The Court ruled that it is a violation of Title VII of the Civil Rights Act of 1964 to discriminate based on sexual orientation or gender identity. Title VII prohibits sex discrimination.
This ruling is a major shift in the employment law landscape as employers are now prohibited from discriminating against LGBTQ employees and those who do so are subject to Title VII’s remedies for violations. This shift will result in additional discrimination suits based on LGBT status.
In order to comply with the law and defend against discrimination suits, employers should:
- Communicate with employees and create a work culture and environment for employees that encourages diversity and discourages employment discrimination in any form.
- Adopt a strong anti-harassment policy which complies with the Court’s ruling so that there is a clear explanation of what is prohibited, a complaint procedure that provides multiple, accessible avenues of complaint; assurance that the employer will protect the confidentiality of complaints to the extent possible; a complaint process that provides a prompt, thorough, and impartial investigation; and assurance that the employer will take immediate and appropriate corrective action when it determines that harassment has occurred.
- Update employee handbooks and ensure that all employees are aware what the law prohibits
- Periodically train each employee on its contents, and vigorously follow and enforce it. Provide periodic training to managers and employees on nondiscrimination, harassment, and retaliation policies and enforce such policies equitably.

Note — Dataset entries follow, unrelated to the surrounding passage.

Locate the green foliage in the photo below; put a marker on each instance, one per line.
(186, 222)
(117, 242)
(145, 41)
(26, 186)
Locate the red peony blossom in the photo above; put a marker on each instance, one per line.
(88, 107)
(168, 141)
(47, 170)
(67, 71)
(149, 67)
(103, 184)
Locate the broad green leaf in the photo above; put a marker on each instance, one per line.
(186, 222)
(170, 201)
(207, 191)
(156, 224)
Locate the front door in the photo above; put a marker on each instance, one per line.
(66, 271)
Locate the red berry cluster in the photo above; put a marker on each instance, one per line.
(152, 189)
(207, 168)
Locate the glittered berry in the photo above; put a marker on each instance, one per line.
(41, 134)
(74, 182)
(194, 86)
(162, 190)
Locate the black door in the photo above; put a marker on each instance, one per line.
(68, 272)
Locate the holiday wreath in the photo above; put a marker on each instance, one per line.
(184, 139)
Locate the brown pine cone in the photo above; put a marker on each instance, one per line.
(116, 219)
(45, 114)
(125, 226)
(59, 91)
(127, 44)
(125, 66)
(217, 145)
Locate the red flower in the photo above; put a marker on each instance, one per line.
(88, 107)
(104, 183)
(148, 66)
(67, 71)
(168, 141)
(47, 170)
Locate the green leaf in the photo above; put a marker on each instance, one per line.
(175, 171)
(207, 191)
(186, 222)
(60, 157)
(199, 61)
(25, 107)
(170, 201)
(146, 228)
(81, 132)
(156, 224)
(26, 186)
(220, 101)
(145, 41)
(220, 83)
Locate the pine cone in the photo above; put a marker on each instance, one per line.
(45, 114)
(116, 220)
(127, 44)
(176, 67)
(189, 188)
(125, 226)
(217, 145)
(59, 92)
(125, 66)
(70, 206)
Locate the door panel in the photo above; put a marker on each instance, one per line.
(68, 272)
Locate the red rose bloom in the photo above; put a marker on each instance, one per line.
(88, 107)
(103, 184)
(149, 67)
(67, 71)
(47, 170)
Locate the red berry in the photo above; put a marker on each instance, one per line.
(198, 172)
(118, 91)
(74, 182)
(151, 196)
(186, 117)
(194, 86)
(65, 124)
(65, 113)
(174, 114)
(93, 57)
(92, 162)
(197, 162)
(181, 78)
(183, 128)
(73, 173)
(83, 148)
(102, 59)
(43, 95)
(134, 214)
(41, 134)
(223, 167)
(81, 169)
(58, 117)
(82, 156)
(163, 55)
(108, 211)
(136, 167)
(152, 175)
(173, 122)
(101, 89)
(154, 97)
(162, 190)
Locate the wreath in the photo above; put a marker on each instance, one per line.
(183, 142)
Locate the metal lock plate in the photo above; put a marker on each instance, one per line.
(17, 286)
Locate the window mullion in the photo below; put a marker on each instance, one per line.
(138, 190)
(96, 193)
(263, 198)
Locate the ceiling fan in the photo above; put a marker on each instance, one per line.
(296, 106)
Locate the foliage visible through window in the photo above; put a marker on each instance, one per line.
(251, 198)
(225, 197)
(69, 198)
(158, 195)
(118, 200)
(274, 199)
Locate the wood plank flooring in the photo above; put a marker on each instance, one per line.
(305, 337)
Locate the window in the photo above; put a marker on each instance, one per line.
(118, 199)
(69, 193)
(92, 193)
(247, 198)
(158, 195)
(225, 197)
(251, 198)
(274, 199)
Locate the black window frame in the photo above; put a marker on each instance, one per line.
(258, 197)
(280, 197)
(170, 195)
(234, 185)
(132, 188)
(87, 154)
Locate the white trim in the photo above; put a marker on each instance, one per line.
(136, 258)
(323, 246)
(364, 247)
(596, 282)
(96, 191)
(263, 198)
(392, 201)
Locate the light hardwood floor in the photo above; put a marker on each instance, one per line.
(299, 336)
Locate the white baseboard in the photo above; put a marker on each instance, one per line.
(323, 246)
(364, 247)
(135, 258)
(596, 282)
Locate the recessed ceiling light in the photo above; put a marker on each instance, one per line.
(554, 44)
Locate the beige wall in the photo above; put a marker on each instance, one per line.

This case is grounded in the statutory interpretation of what “based on sex” means under of Title VII, which offers broad language making it illegal to terminate an employee based on their sex. Justice Neil Gorsuch stated that the statute was clear and wrote “it is impossible to discriminate against a person for being homosexual or transgender without discriminating against that individual based on sex.” The Supreme Court’s decision considered and compared the Civil Rights Act’s interpretation of the prohibition against discrimination on the basis of motherhood and the act’s ban on the sexual harassment of male employees.
This 6-3 decision comes from a consolidated ruling on a trio of cases asking whether Title VII prohibits employment discrimination based on lesbian, gay, bisexual and transgender status. Lower appellate federal courts have disagreed on whether the same protections should apply to people based on their sexual orientation and gender identity.